The effects of phospholipids on the percutaneous penetration of indomethacin through the dorsal skin of guinea pig in vitro. 2. The effects of the hydrophobic group in phospholipids and a comparison with general enhancers

Abstract

The enhancing effects of phospholipids on the in vitro percutaneous penetration of indomethacin (IM) was investigated using a dorsal skin of guinea pigs mounted on a Franz-type diffusion chamber. The phospholipids were (1) six phosphatidylglycerol (PG) derivatives comprising PGE (from egg yolk), PGS (from soybean), DMPG (dimyristyl PG), DPPG (dipalmityl PG), DSPG (distearyl PG) and DOPG (dioleoyl PG); (2) five phosphatidylcholine (PC) derivatives comprising PCS (from soybean), PLE (from egg yolk), DOPC (dioleoyl PC), DLPC (dilinoleoyl PC) and HPC (hydrogenated PC, from soybean); (3) two phosphatidylethanolamine (PE) derivatives comprising PE (from egg yolk) and DOPE (dioleoyl PE). The enhancing effects of PG derivatives on the percutaneous penetration of IM were in the order of DOPG > PGE > PGS > DMPG > control > DPPG = DSPG. The enhancing effects of PC derivatives on the percutaneous penetration of IM were in the order of DOPC > DLPC > PCS > PLE > control > HPC and the effects of PE derivatives on the penetration were DOPE > PE > control.
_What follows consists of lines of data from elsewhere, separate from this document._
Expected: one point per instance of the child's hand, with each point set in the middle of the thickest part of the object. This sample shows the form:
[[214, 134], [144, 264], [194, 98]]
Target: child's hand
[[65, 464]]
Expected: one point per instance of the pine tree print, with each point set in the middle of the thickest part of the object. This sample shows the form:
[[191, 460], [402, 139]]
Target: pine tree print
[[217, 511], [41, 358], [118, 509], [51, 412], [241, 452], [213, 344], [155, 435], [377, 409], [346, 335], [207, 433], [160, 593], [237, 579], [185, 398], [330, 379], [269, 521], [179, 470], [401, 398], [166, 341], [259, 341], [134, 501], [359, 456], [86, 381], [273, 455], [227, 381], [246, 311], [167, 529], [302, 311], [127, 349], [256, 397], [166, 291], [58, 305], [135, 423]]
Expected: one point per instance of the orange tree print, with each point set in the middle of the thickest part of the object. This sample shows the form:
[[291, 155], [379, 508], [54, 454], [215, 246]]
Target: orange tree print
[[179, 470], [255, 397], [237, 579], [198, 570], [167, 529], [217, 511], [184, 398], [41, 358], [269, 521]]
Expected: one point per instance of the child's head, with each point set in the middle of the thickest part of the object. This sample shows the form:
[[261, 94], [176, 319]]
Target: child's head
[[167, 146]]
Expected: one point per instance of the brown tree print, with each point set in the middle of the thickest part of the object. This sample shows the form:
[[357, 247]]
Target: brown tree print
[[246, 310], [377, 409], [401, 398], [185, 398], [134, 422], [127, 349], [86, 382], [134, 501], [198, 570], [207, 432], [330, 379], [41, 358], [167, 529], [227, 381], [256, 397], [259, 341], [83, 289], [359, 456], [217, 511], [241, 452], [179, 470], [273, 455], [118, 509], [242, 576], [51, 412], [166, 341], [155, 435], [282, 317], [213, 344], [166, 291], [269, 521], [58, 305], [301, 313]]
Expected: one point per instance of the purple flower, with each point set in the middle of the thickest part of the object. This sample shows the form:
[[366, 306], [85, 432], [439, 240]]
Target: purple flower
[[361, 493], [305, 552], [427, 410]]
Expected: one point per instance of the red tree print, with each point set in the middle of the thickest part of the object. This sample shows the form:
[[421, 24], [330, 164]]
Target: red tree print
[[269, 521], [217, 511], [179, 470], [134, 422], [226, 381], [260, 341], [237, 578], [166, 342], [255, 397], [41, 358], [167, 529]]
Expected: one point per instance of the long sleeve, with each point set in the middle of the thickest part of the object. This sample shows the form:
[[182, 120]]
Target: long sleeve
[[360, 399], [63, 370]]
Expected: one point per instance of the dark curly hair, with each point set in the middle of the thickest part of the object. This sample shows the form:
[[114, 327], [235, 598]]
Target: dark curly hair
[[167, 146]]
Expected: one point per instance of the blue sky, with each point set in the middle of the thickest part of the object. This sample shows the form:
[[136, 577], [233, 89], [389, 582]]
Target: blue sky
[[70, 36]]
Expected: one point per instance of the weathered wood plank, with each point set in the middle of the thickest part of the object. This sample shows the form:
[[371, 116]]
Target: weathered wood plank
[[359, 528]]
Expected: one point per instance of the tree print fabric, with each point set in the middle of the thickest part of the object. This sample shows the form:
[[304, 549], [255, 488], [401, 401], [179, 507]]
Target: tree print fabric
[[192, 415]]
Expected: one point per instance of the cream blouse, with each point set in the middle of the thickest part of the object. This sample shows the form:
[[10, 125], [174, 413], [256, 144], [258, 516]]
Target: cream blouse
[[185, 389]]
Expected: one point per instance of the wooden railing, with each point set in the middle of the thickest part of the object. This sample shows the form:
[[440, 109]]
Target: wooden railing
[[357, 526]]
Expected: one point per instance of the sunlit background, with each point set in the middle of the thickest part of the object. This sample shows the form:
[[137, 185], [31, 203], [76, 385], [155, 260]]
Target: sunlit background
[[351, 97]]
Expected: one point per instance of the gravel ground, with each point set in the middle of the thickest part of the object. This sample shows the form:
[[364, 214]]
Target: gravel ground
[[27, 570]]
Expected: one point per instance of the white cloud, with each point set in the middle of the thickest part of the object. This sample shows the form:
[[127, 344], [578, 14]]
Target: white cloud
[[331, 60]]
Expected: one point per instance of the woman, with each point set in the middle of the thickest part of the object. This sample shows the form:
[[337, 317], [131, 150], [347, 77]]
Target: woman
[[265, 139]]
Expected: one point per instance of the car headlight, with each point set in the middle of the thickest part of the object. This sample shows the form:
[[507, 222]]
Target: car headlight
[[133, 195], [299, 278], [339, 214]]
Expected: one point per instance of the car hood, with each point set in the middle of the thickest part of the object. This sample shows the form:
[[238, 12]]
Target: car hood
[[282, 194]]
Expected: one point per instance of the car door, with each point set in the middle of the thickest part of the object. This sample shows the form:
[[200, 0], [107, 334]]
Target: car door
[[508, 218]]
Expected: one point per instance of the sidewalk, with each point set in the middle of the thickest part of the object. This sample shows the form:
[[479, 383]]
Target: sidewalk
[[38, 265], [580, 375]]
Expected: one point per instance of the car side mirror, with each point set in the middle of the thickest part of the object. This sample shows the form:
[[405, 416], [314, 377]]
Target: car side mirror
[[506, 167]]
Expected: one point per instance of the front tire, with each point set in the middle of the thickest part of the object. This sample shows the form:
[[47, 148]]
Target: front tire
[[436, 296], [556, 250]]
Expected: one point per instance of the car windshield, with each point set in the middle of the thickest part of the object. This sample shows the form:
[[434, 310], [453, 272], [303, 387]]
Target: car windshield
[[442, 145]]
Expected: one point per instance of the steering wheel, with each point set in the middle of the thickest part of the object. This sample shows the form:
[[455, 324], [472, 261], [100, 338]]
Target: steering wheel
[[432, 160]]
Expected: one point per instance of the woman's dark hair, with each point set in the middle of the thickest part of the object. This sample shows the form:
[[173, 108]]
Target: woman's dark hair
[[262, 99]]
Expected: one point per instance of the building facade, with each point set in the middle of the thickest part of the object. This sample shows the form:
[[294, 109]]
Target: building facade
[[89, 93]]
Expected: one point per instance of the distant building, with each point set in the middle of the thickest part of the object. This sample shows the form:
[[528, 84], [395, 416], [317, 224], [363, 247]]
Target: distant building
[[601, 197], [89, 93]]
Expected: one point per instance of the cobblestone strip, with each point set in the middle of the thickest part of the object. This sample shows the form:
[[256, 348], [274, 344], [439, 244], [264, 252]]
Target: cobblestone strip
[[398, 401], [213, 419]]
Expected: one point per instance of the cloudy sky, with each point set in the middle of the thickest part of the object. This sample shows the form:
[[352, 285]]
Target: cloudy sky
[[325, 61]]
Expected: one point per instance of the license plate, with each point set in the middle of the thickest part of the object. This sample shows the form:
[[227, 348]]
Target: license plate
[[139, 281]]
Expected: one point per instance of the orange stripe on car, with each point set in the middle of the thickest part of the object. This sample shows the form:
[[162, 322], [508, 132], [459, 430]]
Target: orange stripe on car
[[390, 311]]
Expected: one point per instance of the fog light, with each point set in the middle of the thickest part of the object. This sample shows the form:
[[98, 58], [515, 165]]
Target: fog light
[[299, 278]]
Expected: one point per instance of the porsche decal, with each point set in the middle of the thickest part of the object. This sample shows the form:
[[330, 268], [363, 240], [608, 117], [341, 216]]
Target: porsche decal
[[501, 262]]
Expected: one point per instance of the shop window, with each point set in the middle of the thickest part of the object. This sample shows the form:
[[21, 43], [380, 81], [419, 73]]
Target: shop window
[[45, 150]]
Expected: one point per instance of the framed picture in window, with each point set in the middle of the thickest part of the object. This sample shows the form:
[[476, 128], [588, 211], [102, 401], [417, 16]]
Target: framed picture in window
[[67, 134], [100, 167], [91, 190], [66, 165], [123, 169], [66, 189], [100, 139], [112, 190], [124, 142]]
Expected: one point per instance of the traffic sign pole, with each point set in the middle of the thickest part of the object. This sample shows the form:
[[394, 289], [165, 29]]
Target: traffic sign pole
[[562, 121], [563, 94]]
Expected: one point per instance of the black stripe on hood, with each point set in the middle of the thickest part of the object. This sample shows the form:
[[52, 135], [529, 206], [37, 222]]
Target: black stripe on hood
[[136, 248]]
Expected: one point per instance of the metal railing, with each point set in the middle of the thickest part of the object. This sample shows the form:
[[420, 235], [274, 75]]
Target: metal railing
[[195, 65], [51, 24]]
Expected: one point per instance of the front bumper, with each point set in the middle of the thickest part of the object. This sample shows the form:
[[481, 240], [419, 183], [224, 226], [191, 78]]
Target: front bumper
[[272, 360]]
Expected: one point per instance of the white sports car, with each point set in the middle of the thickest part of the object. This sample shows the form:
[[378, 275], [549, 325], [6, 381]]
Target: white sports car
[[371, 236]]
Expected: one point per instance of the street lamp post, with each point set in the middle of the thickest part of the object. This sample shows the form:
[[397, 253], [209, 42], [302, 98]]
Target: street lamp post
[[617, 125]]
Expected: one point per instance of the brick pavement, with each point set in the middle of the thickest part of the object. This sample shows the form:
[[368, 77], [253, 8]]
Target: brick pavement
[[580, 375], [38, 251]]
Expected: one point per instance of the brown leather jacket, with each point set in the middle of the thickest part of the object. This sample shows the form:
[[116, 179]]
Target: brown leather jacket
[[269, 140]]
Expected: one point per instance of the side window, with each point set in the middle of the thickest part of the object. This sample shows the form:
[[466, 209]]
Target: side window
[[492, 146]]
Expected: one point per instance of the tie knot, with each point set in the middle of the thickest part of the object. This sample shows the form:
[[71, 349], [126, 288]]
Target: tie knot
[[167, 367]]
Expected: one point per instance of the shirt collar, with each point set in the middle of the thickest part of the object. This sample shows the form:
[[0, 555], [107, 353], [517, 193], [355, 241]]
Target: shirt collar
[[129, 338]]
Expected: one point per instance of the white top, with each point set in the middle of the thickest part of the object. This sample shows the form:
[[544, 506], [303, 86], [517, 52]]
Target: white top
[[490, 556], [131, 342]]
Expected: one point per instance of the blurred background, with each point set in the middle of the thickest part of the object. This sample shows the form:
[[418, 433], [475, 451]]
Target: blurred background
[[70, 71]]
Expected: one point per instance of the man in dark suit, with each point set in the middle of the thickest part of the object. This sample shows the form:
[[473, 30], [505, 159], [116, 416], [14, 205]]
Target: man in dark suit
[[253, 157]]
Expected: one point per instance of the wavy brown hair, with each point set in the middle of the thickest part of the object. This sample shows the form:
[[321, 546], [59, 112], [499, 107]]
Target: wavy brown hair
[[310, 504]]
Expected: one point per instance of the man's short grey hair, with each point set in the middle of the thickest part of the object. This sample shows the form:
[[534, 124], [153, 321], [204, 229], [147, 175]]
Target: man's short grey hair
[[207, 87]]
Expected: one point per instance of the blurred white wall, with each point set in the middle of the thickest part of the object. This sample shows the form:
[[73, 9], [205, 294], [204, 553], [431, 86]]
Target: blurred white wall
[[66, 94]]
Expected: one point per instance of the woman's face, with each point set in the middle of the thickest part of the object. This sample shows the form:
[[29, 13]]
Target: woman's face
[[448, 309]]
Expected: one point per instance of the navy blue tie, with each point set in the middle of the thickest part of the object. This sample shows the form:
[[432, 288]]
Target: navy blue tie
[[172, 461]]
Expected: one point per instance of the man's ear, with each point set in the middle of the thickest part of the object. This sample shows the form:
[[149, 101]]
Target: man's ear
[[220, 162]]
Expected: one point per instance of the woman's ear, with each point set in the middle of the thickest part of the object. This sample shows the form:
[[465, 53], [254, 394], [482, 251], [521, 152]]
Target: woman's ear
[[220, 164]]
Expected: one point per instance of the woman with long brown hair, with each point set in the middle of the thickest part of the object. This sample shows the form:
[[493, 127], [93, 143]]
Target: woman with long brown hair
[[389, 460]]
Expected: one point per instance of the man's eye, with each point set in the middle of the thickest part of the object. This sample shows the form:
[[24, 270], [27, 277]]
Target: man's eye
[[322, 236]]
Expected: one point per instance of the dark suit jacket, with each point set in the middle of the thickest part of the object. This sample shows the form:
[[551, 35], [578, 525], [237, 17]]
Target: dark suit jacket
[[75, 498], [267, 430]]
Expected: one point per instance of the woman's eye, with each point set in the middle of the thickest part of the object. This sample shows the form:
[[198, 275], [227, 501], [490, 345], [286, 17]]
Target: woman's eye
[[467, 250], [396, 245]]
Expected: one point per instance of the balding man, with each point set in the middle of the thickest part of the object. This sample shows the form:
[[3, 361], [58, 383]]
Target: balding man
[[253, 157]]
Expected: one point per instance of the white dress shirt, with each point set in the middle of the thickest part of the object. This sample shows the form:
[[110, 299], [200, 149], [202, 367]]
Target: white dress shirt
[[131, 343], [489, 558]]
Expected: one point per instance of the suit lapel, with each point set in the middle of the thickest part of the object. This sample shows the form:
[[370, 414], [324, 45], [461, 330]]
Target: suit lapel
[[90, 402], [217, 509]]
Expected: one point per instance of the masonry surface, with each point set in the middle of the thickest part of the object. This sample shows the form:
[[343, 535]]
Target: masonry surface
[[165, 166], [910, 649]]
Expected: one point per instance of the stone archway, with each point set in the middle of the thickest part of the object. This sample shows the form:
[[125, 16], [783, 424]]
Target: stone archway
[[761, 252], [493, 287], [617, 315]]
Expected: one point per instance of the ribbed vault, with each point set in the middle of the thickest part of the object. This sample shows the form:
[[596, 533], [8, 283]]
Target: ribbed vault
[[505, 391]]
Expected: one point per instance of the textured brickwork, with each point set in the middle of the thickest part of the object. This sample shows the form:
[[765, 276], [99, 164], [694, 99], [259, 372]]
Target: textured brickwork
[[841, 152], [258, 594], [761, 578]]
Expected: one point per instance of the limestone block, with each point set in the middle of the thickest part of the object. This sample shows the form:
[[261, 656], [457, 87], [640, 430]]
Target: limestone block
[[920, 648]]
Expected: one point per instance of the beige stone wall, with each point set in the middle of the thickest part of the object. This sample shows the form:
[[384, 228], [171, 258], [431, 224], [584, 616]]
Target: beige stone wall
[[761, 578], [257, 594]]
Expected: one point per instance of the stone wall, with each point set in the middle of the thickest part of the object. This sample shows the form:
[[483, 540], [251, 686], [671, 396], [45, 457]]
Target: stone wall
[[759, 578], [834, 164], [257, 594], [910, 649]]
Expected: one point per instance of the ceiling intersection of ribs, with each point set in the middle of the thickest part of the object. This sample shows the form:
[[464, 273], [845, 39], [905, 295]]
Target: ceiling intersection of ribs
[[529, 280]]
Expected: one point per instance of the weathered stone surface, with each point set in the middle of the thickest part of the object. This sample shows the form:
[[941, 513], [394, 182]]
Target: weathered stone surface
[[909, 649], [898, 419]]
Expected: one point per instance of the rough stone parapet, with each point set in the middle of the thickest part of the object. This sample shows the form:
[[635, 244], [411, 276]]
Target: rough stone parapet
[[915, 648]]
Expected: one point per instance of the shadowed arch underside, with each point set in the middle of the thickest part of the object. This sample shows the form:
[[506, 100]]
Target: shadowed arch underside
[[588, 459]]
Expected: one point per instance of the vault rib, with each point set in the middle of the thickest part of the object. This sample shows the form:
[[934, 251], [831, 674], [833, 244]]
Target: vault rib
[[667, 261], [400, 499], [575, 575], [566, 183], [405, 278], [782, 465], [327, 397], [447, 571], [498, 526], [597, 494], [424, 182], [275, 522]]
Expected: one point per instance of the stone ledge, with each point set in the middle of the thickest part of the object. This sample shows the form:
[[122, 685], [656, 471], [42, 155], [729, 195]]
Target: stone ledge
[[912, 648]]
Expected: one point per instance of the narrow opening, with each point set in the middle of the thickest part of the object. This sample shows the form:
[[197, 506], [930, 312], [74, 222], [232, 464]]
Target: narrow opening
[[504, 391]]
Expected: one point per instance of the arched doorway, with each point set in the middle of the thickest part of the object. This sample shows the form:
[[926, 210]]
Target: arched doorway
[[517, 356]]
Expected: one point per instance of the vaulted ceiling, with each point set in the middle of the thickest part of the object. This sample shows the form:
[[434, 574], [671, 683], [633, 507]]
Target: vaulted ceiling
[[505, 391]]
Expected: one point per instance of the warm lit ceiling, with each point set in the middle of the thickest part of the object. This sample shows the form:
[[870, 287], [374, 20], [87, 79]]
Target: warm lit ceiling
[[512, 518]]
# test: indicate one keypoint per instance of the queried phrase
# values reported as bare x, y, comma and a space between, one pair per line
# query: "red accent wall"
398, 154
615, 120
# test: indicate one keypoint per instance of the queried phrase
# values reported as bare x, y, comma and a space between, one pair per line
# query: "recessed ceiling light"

The enhancement of percutaneous penetration of IM by azone, oleic acid (Δ9, C18:F1), asclepic acid (Δll, C18: F1), and palmitoleic acid (Δ9, C16:F1), which are known to be penetration enhancers, were compared with that of phospholipids. DOPG, PGE, DOPC, DLPC and PCS showed significantly superior effects to these three unsaturated fatty acids on the percutaneous penetration of IM. Moreover, PGE, PGS, DOPG, PLE, PCS, DOPC, DLPC, PE and DOPE were better than azone on enhancing percutaneous penetration of IM. Differences in enhancement by phospholipids may be due to differences in hydrophobic groups rather like the effects of hydrophilic groups shown in a previous study. It was observed that hydrophobic groups in phospholipids had to be unsaturated fatty acids in order to promote percutaneous penetration of IM. These results suggest that phospholipids containing unsaturated fatty acids in the hydrophobic group are strong penetration enhancers of the percutaneous delivery of some topically-applied drugs.